The various code data thus obtained can be combined in transmission frame format in accordance with CCITT Recommendation H.221 (entitled "Frame Structure for a 64 kbit/s Channel in Audiovisual Teleservices", Melbourne, 1988) , as the bit stream 136. The transmission frames, produced at irregular timings, are temporarily held in the buffer memory section 110 before being outputted to the transmission path via the output terminal 139 in order to output the data at a fixed bit rate, as the bit stream 138. The number of bits which currently are being held in the buffer memory section 110 is outputted therefrom as the residual code quantity 137
A prior art apparatus of the type described hereinabove has the following disadvantage. The quantization step size is determined only by the current value of the residual code quantity 137 in the output buffer, i.e. the step size is varied, from block to block, such as to ensure that a constant bit rate will be obtained for the encoded data stream.

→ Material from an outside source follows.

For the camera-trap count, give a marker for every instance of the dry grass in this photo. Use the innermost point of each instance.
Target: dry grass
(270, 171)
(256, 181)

In addition, in order to make the bit rate of the encoded data as low as possible, the average value of the step size must be made as large as possible, consistent with acceptable picture quality being obtained from the resultant decoded video signal. However it is found that a specific type of noise occurs in the displayed picture that is obtained from such a system, when the step size of a specific region is made large. Within each region of the picture which is visually smooth in texture (i.e. each region within which the luminance and chrominance values of the video signal are relatively constant) and which adjoins a region within which abrupt variations in the picture occur, or which adjoins a region which differs greatly from it in luminance and/or chrominance, a specific type of noise (known as "mosquito noise" and appearing as spurious patterns in the displayed picture) is produced at the boundary between the regions. The noise pattern is made clearly visible within the region of substantially smooth texture, and so is highly conspicuous. Such a problem occurs due to the fact that the Discrete Cosine Transform operation, being a transform into the frequency domain, produces transform coefficients which are low in amplitude for the case of high-frequency components of the signal that is operated on, so that these high-frequency components may be eliminated if the quantization step size is large. That results in overshoot or undershoot effects occurring in those parts of the resultant decoded video signal which correspond to the aforementioned boundaries.
The problem is basically due to the method of setting the quantization step size in such a prior art encoding apparatus, whereby the step size is only controlled such as to stabilize the bit rate of the outputted code data, with no consideration given to the visual effects which may occur in the aforementioned blocks which are situated on boundaries between different regions.